Each contract contains security provisions and publication approval requirements that run contrary to Duke’s open research policies and if accepted, would place extended burden (both cost and effort) on the research teams.
Terrence Rusch, from the Duke Office for Export Controls (OEC), worked with Office of Research Contracts and the Office of Research Support to identify the problems and assist the contract negotiators in their efforts to have the contract language removed and amended in our favor. They were successful in both cases and the research projects can now move forward unencumbered.
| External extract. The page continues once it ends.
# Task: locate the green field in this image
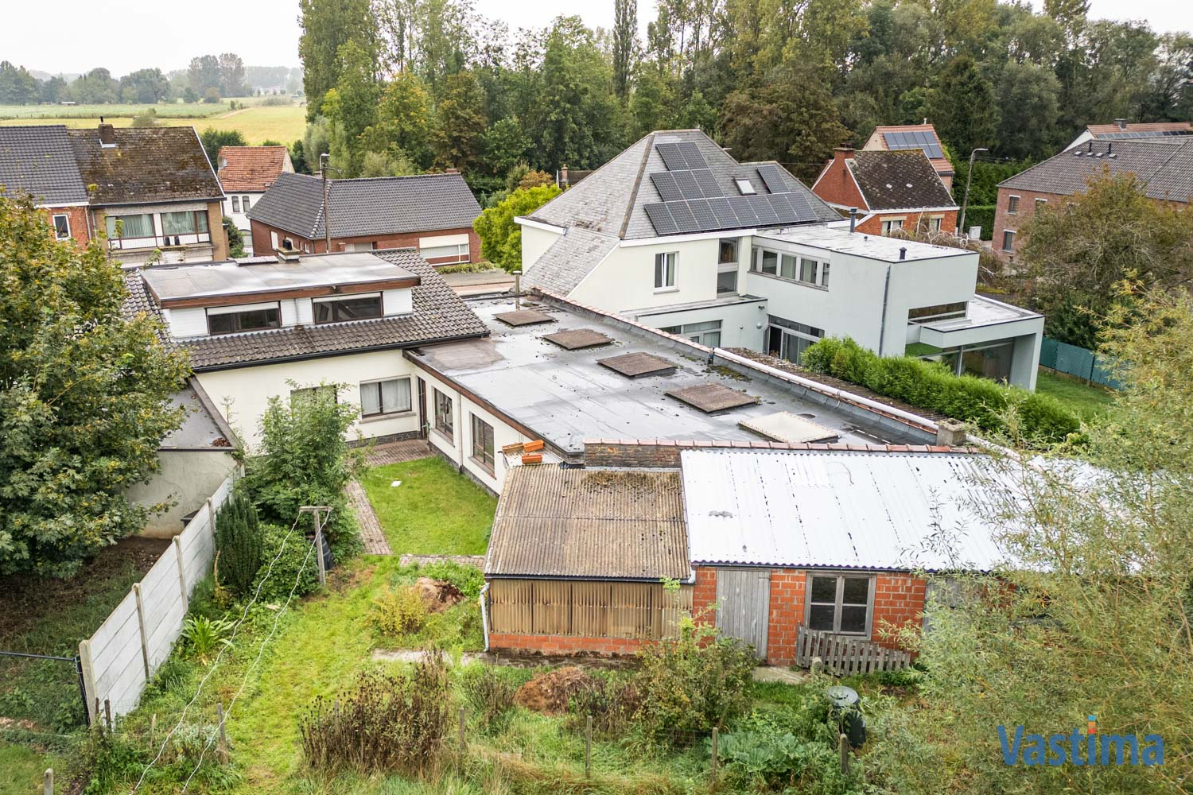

Efforts like these happen in the background and are rarely seen by researchers. Most research at Duke is considered fundamental, which makes it exempt from export controls. However, once a funding agency chooses to place restrictions on publication or sharing information, the project formally loses its status as fundamental research and becomes a target for extensive compliance protocols. Often it happens unnecessarily, as contracting officers at agencies such as DOD are used to working with private companies where they are unable to invoke the fundamental research exemption. But for academia, fundamental research status is a vital tool in complying with export controls regulations.
“Such issues are becoming more common as there are new funding restrictions and security requirements that are not properly understood throughout federal government yet,” said Daniel Vick, the director of the Duke Office of Export Controls.” This results in restrictions appearing on awards where they should not be. Funding agencies are rightfully concerned about security threats, but a misunderstanding of the threat and misapplication of security measures will hinder scientific research, and this is something we are trying to prevent. We work very hard alongside the pre-award offices to identify and remove unnecessary burdens in sponsored research awards, both at the proposal stage and during the award term negotiations, after the proposal is accepted.”
Researchers are typically unaware of these important OEC efforts. Spotting problematic contract language is subtle; negotiating contract changes, especially in the current foreign policy climate, is difficult; and the coordinated efforts and collaboration between OEC and ORS and ORC is no small or easy feat. “I’m proud of the work Terrence did and would like to highlight these efforts,” Vick said.
Rusch joined Duke in 2016, where he came with liberal arts education and extensive industry experience. Apart from export controls, he is busy raising his daughter and tending to his cat and dogs. When things return to normal, he is looking forward to meeting with his friends and playing trivia at a local brewery.